That’s what I’ve been doing this week mulching … mulching …. mulching, with a bit of help for the boys on school holidays!
What a wet Spring we are having so far. Remember last year when the rain just stopped! This year has to be the complete opposite and I am loving it. The plants are too and are growing so fast its hard to keep up. So many irises are in bud this year which will be lovely, as the past few years has really been sad for the irises and lots of the flowering plants in my garden.
We love the rain and so do our gardens and this lovely wet spring has been the best antidote for our parched soils. Soon the warmth will return and we’ll be wishing it was cold again as the days heat up for summer.
So, that being said, it is time to get busy in the garden and fix your irrigation hoses and lay out your mulch, the ultimate insurance against heat stressed plants and rampaging weeds.
The easiest way to retain any moisture we do receive, is to mulch the entire area of your garden. Make sure the mulch is at least 10 cm thick and ideally of organic materials such as lucerne hay or offal, pea straw, or leaf and bark mulch. (Mulching also cuts down on the number of weeds that grow in your garden.)
You can still establish new, very drought tolerant plants while the weather is mild as long as you make a promise to check on them regularly as they will take some establishing in this weather. Water in any new plant with an organic wetting agent, which will help take moisture down to the root zone. It is especially necessary in non-wetting sandy soils. These soils will also be improved by adding organic matter, such as mulch and manures.
Now is the time to make sure all the drippers are working on your irrigation systems. Try to avoid spray systems, dripper and soaker/weeping hoses are more effective and create less evaporation, therefore conserving water.
Aphids are a pest, feeding on the juicy new shoots of roses. But wait, don’t spray; wait for their natural predators, the Lady Birds and Hover Flies, who will do that job for you. They will eat the aphids and their larvae. If you think the ladybirds are taking their time to get to your garden, you can also hose the aphids off.

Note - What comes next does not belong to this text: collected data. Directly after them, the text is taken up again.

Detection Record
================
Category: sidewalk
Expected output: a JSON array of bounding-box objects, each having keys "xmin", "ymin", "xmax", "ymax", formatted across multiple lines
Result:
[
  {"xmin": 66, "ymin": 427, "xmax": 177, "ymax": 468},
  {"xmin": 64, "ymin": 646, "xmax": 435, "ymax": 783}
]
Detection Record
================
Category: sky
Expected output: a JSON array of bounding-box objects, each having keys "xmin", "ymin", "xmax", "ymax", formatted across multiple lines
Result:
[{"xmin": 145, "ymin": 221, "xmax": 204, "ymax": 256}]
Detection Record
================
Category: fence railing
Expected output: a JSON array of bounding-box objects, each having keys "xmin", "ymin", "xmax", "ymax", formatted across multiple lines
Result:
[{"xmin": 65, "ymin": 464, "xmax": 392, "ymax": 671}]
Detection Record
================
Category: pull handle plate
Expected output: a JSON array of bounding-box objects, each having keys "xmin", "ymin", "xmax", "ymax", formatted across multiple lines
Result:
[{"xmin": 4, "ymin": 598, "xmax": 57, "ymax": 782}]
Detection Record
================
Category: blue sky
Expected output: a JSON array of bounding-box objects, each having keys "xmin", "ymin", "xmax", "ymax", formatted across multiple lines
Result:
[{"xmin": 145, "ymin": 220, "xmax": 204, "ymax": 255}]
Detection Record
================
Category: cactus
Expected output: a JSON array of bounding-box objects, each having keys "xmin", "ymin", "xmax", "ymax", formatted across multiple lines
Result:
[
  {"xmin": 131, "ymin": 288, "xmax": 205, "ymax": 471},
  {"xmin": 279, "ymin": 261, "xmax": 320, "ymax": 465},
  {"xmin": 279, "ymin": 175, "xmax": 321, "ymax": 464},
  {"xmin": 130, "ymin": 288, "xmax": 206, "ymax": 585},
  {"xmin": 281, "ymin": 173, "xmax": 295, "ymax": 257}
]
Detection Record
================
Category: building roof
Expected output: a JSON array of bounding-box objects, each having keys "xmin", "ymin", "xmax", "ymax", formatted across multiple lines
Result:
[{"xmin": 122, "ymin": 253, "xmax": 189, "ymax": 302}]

Feed your entire garden, including the lawn, with organic fertilisers if you haven’t already done so. If you plan to fertilise natives make sure the fertiliser is suitable for natives, ie, low in phosphorous, such as blood and bone.
Feed citrus with high nitrogen fertiliser and chelated iron for green leaves and strong growth.
Prune spring flowering shrubs, after they have finished flowering.
Pull out spring weeds, especially before they set seed.
Plant out summer vegetable seedlings but protect any that are frost sensitive.
Now is a good time to plant seedlings for Christmas colour in your garden as they take 8-10 weeks to mature.
Finally, don’t forget to MULCH!!! Well that’s my lot for this week. Mulching the garden, its like tucking it in for the summer. It also equates to good exercise for those glutes.